Little Himalaya Ltd are committed to processing all personal information about our customers and staff in ways that comply with its legal and regulatory obligations, and to being clear about what it does with their personal information.
Data collection
The data we collect to fulfil these services is taken as a data controller. This means that we are responsible for deciding how we hold and use personal information about you. We are required under data protection legislation to notify you of the information contained in this privacy notice.
We may collect personal information when:
- you use our website and social media pages
- you enquire about, or are a recipient of, our services and goods
- you apply to join us
We may collect the following types of information:
- Name, Address, Email, Phone/mobile, Gender, Date of Birth, Signature, Spouse name & other details, Child details, Occupation, Job Title
- Your company’s name, your position in the company; the company’s address, company’s email address and telephone number
- Medical information such as respiratory health issues, Next of Kin, GP Name & Clinic, Pregnancy status, Cancer Treatment Status, other health issues.

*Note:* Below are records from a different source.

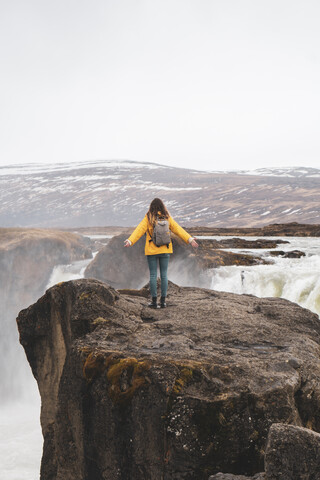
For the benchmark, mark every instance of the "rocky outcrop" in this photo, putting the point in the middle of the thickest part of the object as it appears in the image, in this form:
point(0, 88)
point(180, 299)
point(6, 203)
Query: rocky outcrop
point(292, 229)
point(185, 392)
point(127, 267)
point(229, 476)
point(292, 453)
point(27, 258)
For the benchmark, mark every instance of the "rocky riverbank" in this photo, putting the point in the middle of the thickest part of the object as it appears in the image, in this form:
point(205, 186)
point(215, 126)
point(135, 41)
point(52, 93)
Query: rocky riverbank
point(181, 393)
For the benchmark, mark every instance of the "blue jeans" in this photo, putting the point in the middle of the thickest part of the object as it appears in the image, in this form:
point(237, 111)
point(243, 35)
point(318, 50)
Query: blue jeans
point(163, 263)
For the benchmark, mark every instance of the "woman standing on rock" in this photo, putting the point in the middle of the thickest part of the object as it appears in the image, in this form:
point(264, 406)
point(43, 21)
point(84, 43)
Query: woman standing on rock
point(156, 224)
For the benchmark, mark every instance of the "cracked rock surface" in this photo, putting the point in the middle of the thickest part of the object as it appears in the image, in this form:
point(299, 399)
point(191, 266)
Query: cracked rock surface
point(185, 392)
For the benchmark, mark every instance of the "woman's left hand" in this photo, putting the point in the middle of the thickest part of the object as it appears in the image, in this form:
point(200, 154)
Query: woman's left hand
point(194, 244)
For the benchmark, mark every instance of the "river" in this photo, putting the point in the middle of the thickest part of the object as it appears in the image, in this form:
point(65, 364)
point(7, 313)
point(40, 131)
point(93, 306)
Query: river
point(297, 280)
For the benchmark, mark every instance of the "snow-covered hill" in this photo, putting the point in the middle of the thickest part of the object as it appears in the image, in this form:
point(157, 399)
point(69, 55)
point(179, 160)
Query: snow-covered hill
point(119, 192)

- Prior experience of Salt Therapy, Appointment dates, opinions/feedback on our services
- Website password
- Your payment information such as credit or debit card details and bank account details.
- Any other information that is deemed relevant to suitability/ ongoing usage of salt therapy services that Little Himalaya Ltd provides.

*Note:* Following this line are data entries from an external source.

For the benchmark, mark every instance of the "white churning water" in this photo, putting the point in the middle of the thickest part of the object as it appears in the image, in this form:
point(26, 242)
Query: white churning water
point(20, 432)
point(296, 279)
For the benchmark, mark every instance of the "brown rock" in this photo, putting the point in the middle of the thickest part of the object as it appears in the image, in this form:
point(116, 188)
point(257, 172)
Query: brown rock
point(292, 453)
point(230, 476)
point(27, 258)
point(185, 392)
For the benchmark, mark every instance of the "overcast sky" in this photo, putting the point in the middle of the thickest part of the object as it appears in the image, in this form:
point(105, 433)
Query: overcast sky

Special Categories of data
During the course of delivering services to you, we also collect special category data, necessary for legal requirements and reporting.

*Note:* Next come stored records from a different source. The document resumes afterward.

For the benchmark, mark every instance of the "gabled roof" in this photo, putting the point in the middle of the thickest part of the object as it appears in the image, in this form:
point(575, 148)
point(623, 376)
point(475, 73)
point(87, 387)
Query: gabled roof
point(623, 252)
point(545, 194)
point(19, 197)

Special categories of particularly sensitive personal information require higher levels of protection. We need to have further justification for collecting, storing and using this type of personal information and we need to do this with either your consent or as permitted by UK and EU data protection legislation.
The special category information we collect includes:
- Learning difficulty/disabilities
- Ethnicity
- Religion
- Sexual Orientation
- Disability
- Medical
- Details of any Criminal convictions
If you provide us with this information then we will seek your consent to process it.
Why do we collect this information?
The personal data collected is needed in order to
- deliver our service to you
- form and maintain relationships with our customers
- process an application for employment
- respond to enquiries
- inform you of new products and offers
- fulfil our legal obligations
Information we may collect through our website is needed
- to help identify your computer
- to analyse data about web page traffic
- to process customer registrations and appointment bookings
- to help us tailor our website for your needs
How do we collect this information?
We collect personal information:
- directly from you when you enter a contract: e.g. you purchase a service
- directly from you when you make an enquiry: e.g. send us an email, telephone us
- from publicly available sources: networking, social media, internet services, exhibitions, direct referrals, other Corporate bodies
We are committed to keeping your information up to date as far as is reasonably possible. However, if you believe that we have made an error, then please contact us as we have outlined below and we will use reasonable endeavours to correct.
Website cookies
We also capture data using Cookies; a cookie consists of a piece of text sent by a web server to a web browser, and stored by the browser. The information is then sent back to the server each time the browser requests a page from the server. This enables the web server to identify and track the web browser.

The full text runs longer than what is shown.